USE OF CONTINUOUS APPROXIMATIONS WITHIN DISCRETE ALGORITHMS FOR ROUTING VEHICLES - EXPERIMENTAL RESULTS AND INTERPRETATION

This paper creates and tests a vehicle routing heuristic that combines features of continuous space modeling and discrete modeling. The goals of the paper were (1) to determine whether exploiting continuous space approximations in the formation of an initial partition of customers into districts produces significant improvements in solution quality and (2) to test the validity of Daganzo's route-length approximation in cases where shipment sizes are either identical or variable. The initial partition is created by dividing the service region into multiple annuli and then partitioning the annuli with a modified sweep algorithm.

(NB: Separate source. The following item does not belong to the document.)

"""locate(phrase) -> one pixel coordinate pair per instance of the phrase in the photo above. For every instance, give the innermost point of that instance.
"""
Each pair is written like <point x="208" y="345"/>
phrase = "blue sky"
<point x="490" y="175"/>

The initial solution is iteratively updated with a generalized assignment algorithm, which employs a new method for approximating the cost of inserting a stop into a tour. Computational tests have been systematically performed on over 500 sample problems with up to 170 stops and 70 districts. Unlike prior research, sample problems are sufficiently large to exhibit the multiple-annuli phenomenon studied in Daganzo's work. Results show that continuous space models can provide substantial improvements in the initial customer partition compared to single-annulus methods. However, after repeated application of a generalized assignment algorithm, the initial advantage of the continuous space solution tends to evaporate. Results also show that Daganzo's model provides accurate predictions of average distance between stops, especially on large problems with identical shipment sizes. (C) 1994 by John Wiley & Sons, Inc.